Review: Between, a Haunting Ghost Tale

The first thing that caught my attention with this book is the combination of book jacket and title font. I picked it up at the bookstore, read the jacket, and then read the first chapter. I was hooked! I knew this was going to be right up my reading ally, and I was right.

Summary (from jacket):

Elizabeth Valchar—pretty, popular, and perfect—wakes up the morning after her eighteenth birthday party on her family’s yacht, where she’d been celebrating with her five closest friends. A persistent thumping noise has roused her. When she goes to investigate, what she discovers will change everything she thought she knew about her past, her future, and what lies in between.

As Liz begins to unravel the circumstances surrounding her birthday night, she finds that no one, least of all Liz herself, was perfect—or innocent. And that some memories never stop following you, no matter how hard you run.

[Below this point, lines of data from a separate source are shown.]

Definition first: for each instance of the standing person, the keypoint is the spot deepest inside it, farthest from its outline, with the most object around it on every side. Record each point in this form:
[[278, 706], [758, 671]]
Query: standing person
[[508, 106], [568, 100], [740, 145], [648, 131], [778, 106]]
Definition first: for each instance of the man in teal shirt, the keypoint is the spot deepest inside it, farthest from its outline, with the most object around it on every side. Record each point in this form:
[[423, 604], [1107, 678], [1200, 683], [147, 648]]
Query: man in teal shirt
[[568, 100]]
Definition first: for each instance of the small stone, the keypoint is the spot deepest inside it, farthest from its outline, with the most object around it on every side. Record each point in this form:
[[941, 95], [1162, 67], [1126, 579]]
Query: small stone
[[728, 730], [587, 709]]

From the very first chapter, Jessica Warman launches readers into a roller-coaster ride of a mystery, one that is also a heartbreaking character study, a tender romance, and ultimately a hopeful tale of redemption, love, and letting go.

My Thoughts:

An intriguing “ghost” mystery is what this YA novel truly is. It is difficult to review this novel without ruining plot points, so I will tiptoe lightly.

I loved this book!

I loved the story, I loved the characters, and I loved Liz. By the novel’s end I was praying that the circumstances would change because I was so vested in her as a character.

Here’s what I loved: the weaving of character development and plot development sprinkled with mystery throughout.

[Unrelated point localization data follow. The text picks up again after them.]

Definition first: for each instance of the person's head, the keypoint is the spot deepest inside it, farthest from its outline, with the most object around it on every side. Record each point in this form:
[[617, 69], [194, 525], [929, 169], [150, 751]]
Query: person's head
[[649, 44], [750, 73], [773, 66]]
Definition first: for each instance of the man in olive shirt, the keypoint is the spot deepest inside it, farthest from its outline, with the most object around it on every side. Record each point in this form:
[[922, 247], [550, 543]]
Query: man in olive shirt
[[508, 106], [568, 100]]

The character and plot development are weaved so tightly in this novel. A lot of YA novels tend to be either character-driven or plot-driven. For me, this novel brought the two together like a perfect marriage. One would not have succeeded without the other, period.

The characters themselves create the mystery haunting these pages (and Liz), and it not just one mystery that is in need of solving—but two.

Readers will find themselves caught up in Liz’s world of popularity, a world that even Liz will discover is not what she thought it was.

I recommend this novel to all lovers of YA, but especially to lovers of The Unbecoming of Mara Dyer. This novel has the same creep-factor without the side of crazy.